Controlled dosing of detergents and other products is an important capability, and Skidmore said that product manufacturers have been part of the development of these appliances. Later in 2017, US appliance manufacturer Whirlpool is reported to be launching a washer/dryer with a so-called Load and Go system that stores sufficient detergent for up to 14 loads of laundry and, through online retailer Amazon’s Dash, orders new supplies of detergent automatically, together with a mobile application, or app, that remotely controls the appliance.
In the UK, Xeros has produced commercial washing machines that reduce the amount of water required for each wash cycle by using recyclable polymer beads, developed together with BASF, with detergents. US federal data estimates that around 15% of annual water consumption is used by laundries in hotels and other parts of the hospitality industry. Xeros machines and beads are being distributed as a full service offering rather than machines and beads individually.
Cleaning up after pets
Enjoying pets inevitably means having to clean up after them. pet owners area growing consumer group, said Anna Howe, applied technology manager at Evonik Industries; with 62% of US pet owners regarding their pets as family members.

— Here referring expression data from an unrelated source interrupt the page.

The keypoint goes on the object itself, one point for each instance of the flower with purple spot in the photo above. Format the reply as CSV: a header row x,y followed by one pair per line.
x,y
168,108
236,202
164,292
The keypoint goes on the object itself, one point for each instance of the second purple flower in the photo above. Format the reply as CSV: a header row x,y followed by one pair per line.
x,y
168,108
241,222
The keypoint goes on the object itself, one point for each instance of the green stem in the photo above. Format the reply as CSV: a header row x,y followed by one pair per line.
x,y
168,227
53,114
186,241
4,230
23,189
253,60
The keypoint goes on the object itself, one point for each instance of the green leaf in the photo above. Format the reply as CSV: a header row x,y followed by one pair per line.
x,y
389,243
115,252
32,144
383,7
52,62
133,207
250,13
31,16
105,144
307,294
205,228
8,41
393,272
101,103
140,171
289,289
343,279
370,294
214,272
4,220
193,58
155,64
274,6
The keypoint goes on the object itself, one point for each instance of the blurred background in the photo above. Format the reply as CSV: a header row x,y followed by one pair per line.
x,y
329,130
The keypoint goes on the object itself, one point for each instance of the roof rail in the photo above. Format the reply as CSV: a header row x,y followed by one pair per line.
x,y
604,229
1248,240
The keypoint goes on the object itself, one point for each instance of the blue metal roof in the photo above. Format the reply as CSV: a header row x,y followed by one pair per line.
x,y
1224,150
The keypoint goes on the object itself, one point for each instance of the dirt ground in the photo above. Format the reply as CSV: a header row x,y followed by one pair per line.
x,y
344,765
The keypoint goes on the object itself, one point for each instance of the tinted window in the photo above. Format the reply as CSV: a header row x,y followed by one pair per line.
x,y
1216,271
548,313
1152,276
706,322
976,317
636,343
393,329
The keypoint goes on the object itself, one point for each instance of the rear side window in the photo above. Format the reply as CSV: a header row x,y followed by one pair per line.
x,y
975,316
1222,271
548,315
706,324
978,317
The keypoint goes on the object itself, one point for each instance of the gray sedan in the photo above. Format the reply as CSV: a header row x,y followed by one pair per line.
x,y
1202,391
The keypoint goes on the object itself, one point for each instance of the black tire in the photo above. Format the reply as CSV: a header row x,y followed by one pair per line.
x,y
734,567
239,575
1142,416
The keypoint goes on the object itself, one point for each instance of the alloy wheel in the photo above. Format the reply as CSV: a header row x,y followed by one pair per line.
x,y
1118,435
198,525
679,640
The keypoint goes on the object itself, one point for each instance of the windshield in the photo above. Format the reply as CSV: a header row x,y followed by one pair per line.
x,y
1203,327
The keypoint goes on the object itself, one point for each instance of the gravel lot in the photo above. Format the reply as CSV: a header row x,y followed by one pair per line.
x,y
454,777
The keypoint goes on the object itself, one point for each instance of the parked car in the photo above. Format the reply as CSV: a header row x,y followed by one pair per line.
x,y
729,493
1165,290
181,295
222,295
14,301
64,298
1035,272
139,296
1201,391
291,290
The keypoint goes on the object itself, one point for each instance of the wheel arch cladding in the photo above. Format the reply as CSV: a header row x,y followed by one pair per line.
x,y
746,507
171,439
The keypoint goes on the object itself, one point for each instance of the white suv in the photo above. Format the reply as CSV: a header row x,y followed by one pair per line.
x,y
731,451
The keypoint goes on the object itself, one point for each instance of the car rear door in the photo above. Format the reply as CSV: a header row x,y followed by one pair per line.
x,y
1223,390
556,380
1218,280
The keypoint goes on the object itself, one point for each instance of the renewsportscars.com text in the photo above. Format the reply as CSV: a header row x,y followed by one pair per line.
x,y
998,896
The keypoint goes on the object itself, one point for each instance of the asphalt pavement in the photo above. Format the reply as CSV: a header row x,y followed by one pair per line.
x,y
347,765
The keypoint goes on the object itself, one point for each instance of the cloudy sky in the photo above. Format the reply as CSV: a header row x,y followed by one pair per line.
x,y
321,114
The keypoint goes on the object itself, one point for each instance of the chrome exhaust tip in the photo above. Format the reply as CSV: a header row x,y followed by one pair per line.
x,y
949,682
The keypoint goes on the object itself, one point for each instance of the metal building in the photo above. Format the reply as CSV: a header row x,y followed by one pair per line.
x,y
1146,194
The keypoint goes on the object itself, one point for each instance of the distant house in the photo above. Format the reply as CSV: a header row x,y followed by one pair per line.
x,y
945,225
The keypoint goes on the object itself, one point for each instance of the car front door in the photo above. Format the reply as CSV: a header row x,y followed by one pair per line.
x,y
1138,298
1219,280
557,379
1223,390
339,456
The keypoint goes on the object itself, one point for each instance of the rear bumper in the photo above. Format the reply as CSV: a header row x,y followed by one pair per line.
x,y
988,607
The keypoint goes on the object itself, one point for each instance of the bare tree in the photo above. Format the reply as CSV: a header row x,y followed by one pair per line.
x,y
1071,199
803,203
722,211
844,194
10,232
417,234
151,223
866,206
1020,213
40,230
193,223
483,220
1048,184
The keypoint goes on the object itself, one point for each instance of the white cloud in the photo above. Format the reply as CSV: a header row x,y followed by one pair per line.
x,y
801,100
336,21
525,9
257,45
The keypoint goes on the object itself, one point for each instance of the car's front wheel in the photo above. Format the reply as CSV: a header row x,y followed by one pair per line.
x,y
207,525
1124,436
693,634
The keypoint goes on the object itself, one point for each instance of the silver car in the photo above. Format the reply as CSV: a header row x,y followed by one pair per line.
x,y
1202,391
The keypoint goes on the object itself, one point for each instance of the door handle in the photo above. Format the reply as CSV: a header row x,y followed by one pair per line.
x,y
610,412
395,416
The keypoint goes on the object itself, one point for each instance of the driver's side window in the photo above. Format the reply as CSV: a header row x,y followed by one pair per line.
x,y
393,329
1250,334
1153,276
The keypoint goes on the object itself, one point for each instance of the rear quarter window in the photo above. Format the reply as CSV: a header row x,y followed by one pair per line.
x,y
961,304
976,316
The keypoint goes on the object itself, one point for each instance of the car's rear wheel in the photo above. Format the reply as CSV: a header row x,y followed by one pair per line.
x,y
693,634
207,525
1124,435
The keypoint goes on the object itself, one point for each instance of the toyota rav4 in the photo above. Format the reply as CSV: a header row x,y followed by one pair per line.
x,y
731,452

The global pet care market reached up to $94bn in 2016, while the US market in 2013 stood at $12.3bn. The market is split into: food, medicines, veterinarian care, live animal purchases and pet services including grooming and boarding. With growth of around 5% in 2016 in both grooming and supplies, Howe said there is a focus on products designed to provide pets, from cats to horses, with elegant coats and heathy skin, free from odours.
Speciality ingredients in the animal grooming market were worth $468m in 2015, expected to grow at a CAGR of 8.6% to 2020. Although human products are selling into this market, Howe said product development considers differences in animal physiology, compared with humans.